第67話
視線の先の少女は、丁寧にルノーに向き直り、身を硬直させた。
「は、はい! よろしくお願いします!」
「よろしく。アトリエ・ルピアノの社長のルノーです。モンフェルナ学園の子だね。こっちの子も」
クイクイ、と親指で、他人を装うとしていたサロメを指す。
はぁ……と、サロメは深くため息をついた。知らぬ存ぜぬを通そうと思ったのに。
直立不動のまま、少女は少し震える。手はしっとりと汗ばんでいた。
「はい、この教会のリサイタルは、ピアノ専攻で持ち回りで弾かせていただきます。こちらも、よろしければ……」
と、フライヤーを手渡す。内容は、来月のノエルに開催されるリサイタル。そのピアニストや作曲家などが記載されている。
一枚ずつ配られ、面倒ながらもサロメは確認する。一応、自分の職場が調律するワケだし。

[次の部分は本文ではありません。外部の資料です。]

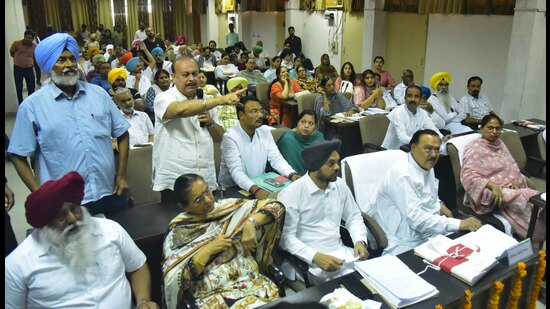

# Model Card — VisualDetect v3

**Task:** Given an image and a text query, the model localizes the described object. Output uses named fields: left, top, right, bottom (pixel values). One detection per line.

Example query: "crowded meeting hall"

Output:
left=4, top=0, right=546, bottom=309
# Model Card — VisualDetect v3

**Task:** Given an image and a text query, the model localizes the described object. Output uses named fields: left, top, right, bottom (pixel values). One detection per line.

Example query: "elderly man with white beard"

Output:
left=4, top=171, right=158, bottom=309
left=428, top=72, right=472, bottom=135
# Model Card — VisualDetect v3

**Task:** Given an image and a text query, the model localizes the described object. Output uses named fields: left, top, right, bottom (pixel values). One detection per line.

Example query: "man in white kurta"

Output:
left=373, top=130, right=481, bottom=255
left=219, top=97, right=299, bottom=198
left=153, top=56, right=246, bottom=200
left=277, top=140, right=368, bottom=284
left=382, top=85, right=443, bottom=149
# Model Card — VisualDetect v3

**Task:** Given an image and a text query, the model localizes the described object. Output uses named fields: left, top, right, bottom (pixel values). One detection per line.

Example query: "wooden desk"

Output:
left=279, top=99, right=298, bottom=128
left=261, top=239, right=537, bottom=309
left=321, top=117, right=363, bottom=159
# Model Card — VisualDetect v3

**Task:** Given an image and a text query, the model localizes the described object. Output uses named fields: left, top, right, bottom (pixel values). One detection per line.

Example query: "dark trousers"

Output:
left=82, top=194, right=130, bottom=216
left=4, top=211, right=17, bottom=257
left=13, top=65, right=35, bottom=104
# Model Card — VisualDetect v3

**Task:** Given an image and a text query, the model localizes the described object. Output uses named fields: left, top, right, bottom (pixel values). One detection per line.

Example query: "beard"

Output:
left=42, top=207, right=97, bottom=277
left=437, top=90, right=452, bottom=112
left=50, top=68, right=80, bottom=86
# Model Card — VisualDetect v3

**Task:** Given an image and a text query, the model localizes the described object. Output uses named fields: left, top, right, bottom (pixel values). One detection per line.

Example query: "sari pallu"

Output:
left=460, top=138, right=546, bottom=243
left=162, top=199, right=284, bottom=308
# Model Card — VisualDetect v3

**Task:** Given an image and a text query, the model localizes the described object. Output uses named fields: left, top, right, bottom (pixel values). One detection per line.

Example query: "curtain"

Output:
left=97, top=0, right=113, bottom=32
left=126, top=0, right=139, bottom=44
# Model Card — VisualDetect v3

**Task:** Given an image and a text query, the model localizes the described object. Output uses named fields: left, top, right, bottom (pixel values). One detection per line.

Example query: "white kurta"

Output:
left=376, top=153, right=460, bottom=255
left=219, top=123, right=295, bottom=190
left=4, top=218, right=146, bottom=309
left=277, top=174, right=367, bottom=282
left=153, top=87, right=220, bottom=191
left=382, top=105, right=443, bottom=149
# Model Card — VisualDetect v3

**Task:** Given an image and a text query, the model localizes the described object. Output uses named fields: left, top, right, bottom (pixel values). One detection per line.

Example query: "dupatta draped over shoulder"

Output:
left=162, top=198, right=284, bottom=308
left=460, top=138, right=546, bottom=242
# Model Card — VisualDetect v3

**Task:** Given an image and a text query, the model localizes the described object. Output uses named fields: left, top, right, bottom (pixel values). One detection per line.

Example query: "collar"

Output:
left=302, top=171, right=336, bottom=195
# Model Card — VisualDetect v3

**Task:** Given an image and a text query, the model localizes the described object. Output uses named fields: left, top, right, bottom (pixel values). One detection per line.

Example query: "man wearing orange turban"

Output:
left=428, top=72, right=472, bottom=134
left=5, top=171, right=158, bottom=309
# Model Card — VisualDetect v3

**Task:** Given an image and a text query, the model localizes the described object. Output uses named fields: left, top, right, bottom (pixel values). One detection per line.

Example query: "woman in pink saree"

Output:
left=460, top=114, right=546, bottom=243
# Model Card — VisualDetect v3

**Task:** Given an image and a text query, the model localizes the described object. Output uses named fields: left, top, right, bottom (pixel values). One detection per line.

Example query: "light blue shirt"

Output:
left=8, top=81, right=130, bottom=204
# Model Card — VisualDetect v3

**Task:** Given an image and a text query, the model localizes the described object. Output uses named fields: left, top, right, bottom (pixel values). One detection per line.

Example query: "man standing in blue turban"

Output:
left=8, top=33, right=130, bottom=214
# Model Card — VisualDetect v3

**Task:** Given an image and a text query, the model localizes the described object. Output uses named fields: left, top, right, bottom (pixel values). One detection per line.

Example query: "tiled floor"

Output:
left=5, top=110, right=546, bottom=309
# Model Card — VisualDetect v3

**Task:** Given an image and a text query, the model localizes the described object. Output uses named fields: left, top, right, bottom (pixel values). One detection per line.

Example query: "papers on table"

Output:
left=414, top=224, right=517, bottom=285
left=355, top=255, right=439, bottom=308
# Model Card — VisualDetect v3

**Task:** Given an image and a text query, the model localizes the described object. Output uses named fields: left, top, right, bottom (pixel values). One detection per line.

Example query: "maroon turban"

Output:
left=25, top=171, right=84, bottom=228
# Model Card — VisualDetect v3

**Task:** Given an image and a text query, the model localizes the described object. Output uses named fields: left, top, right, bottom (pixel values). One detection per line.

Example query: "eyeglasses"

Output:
left=193, top=188, right=212, bottom=205
left=248, top=109, right=267, bottom=116
left=422, top=147, right=441, bottom=155
left=485, top=126, right=502, bottom=132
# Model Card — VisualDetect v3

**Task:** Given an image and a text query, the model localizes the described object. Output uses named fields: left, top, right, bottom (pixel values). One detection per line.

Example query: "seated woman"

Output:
left=460, top=114, right=546, bottom=243
left=298, top=65, right=317, bottom=93
left=145, top=69, right=170, bottom=124
left=314, top=77, right=359, bottom=134
left=267, top=66, right=302, bottom=128
left=353, top=69, right=386, bottom=109
left=277, top=109, right=325, bottom=175
left=162, top=174, right=284, bottom=308
left=372, top=56, right=397, bottom=90
left=313, top=54, right=338, bottom=80
left=334, top=62, right=361, bottom=93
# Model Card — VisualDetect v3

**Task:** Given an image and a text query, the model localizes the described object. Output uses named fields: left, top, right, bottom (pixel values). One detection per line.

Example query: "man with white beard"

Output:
left=428, top=72, right=472, bottom=135
left=4, top=171, right=158, bottom=309
left=8, top=33, right=130, bottom=215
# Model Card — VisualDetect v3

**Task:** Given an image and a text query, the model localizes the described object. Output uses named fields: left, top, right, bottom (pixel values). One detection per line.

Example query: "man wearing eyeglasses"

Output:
left=218, top=96, right=300, bottom=199
left=373, top=129, right=481, bottom=255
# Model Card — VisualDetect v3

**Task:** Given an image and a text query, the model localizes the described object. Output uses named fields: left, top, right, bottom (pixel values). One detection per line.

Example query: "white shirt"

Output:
left=214, top=63, right=239, bottom=80
left=4, top=218, right=146, bottom=309
left=126, top=73, right=151, bottom=97
left=460, top=93, right=493, bottom=119
left=428, top=94, right=472, bottom=134
left=120, top=110, right=155, bottom=146
left=153, top=87, right=220, bottom=191
left=382, top=105, right=443, bottom=149
left=376, top=153, right=460, bottom=255
left=393, top=82, right=407, bottom=105
left=219, top=123, right=295, bottom=190
left=277, top=173, right=367, bottom=279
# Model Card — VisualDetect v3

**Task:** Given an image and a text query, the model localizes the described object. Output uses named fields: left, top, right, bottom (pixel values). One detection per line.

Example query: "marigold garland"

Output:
left=487, top=280, right=504, bottom=309
left=462, top=290, right=472, bottom=309
left=508, top=262, right=527, bottom=309
left=527, top=250, right=546, bottom=309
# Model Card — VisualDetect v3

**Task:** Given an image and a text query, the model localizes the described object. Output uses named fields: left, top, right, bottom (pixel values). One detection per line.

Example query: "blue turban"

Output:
left=34, top=33, right=79, bottom=74
left=151, top=47, right=164, bottom=58
left=420, top=86, right=432, bottom=100
left=126, top=57, right=139, bottom=72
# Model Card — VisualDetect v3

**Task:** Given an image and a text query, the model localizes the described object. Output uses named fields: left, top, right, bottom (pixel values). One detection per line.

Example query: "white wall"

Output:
left=419, top=14, right=513, bottom=116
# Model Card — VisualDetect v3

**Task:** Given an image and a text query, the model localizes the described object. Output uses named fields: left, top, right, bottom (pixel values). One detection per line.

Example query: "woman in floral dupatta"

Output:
left=460, top=115, right=546, bottom=243
left=162, top=174, right=284, bottom=308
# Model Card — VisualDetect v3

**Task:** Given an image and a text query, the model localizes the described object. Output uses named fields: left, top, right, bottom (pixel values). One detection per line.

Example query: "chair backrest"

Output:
left=256, top=82, right=271, bottom=107
left=271, top=127, right=290, bottom=143
left=359, top=114, right=390, bottom=151
left=126, top=145, right=160, bottom=206
left=296, top=93, right=317, bottom=115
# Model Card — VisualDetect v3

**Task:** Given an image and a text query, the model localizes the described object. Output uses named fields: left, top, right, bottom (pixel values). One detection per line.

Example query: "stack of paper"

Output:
left=355, top=255, right=439, bottom=308
left=414, top=224, right=517, bottom=285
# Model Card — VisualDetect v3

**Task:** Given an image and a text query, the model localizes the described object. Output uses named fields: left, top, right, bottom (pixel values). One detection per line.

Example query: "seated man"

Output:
left=277, top=140, right=368, bottom=284
left=382, top=85, right=450, bottom=149
left=162, top=174, right=284, bottom=308
left=218, top=96, right=300, bottom=199
left=277, top=109, right=325, bottom=175
left=237, top=58, right=267, bottom=85
left=428, top=72, right=472, bottom=135
left=113, top=88, right=155, bottom=146
left=4, top=171, right=158, bottom=309
left=374, top=129, right=481, bottom=255
left=460, top=76, right=495, bottom=130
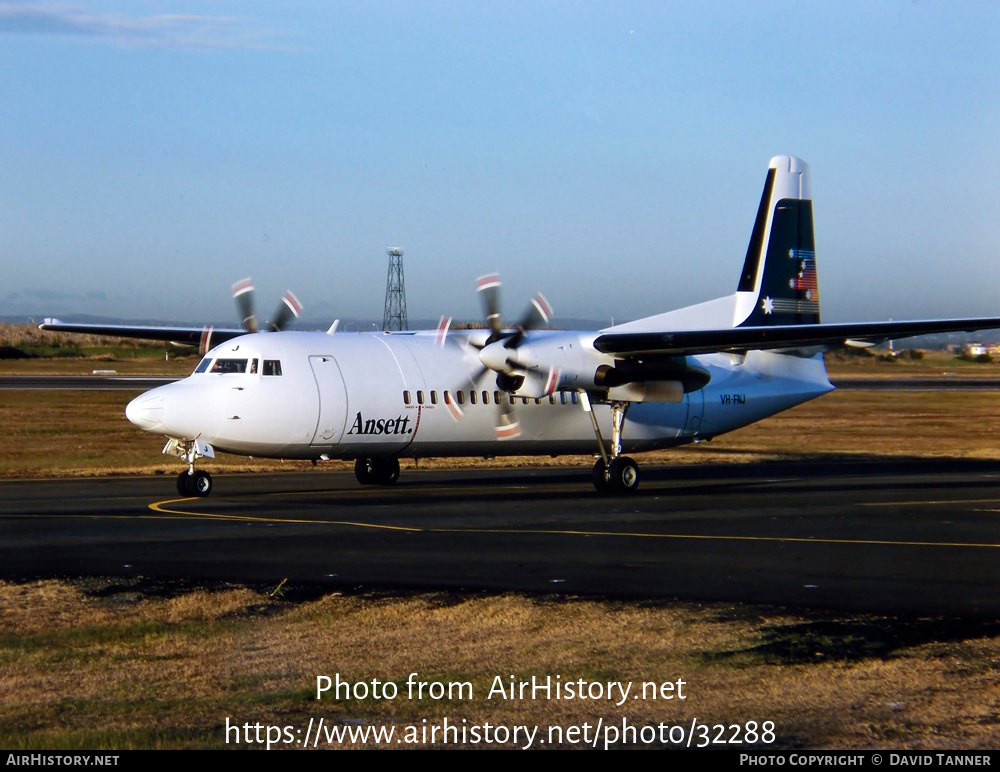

(いや、あんま知り合いとか会いたくないのよね、誰がいるのかしら)
一二月二一日 ブリジット・オドレイ『ショパン』
一二月二二日 イリナ・カスタ『シューベルト』『モーツァルト』
一二月二三日 ヴィジニー・ダルヴィー他『バッハ』『ブラームス』
一二月二四日 ベル・グランヴァル『リスト』『パッヘルベル』
一二月二五日 カルメン・テシエ『ドビュッシー』
全てに目を通し、ひとまずは安心する。
(よかった、誰も知らない。焦って損したわ。てか、『他』ってなによ。連弾でもやるの?)
「あんたどれ? ショパンの人?」
とすると、今、目の前にいるこの子はどれだろう、とサロメは推測した。今日はショパンて言ってたし、これか?
「あ、ごめんなさい。ブリジット・オドレイ……です。お願い……します」
自己紹介を忘れていたことに気づき、ブリジットは慌てる。そしてなぜか意気消沈。細く長く息を吐く。
「緊張してる?」
心配そうにルノーが見つめる。この寒さもある。なかなかに難しい状況だ。今日が本番じゃなくてよかった。まぁ、試弾も本番といえば本番だけど。
「い、いえ、頑張ります!」
微妙にズレた返しのブリジットだが、瞬きが多い。かなり緊張していそうだ。頭が働かない。
(あ、やばいわこれ。別に今日は本番でもないのに。人前で弾くことに慣れてないのかしらね)
かたやサロメは不安そうに目線を逸らす。もはや調律以前の問題だ。学園の音楽科の試験には、どうやって受かったんだろうか、と呆れ気味。
フライヤーを手に取り、読み込みながらルノーは質問する。
「これって学園の講師の人達も聴きにくるの?」
これ、とはノエルの本番。もちろん、一般客も多いだろう。クリスマス気分に浸りながら、教会でリサイタル。神秘的だが、演奏者の心境はどうなのだろうか。
思い出したように、ブリジットは目を白黒させる。
「あの……というか……コンセルヴァトワールの講師の方々も……聴きに来られるんです……」
コンセルヴァトワール、とはいっても、フランスには数多くのものがあり、地方などにも存在する音楽学校。しかしここで言うのは最高位に位置するパリ国立高等音楽院。ここに入るためにはもちろん実技試験があるのだが、試験官の講師を指定することができる。
そのため、その講師に入学前に弟子入りすることが、一番の近道になる。試験官としても、知らない人を合格させるよりも、弟子のほうがなにかと都合がいい。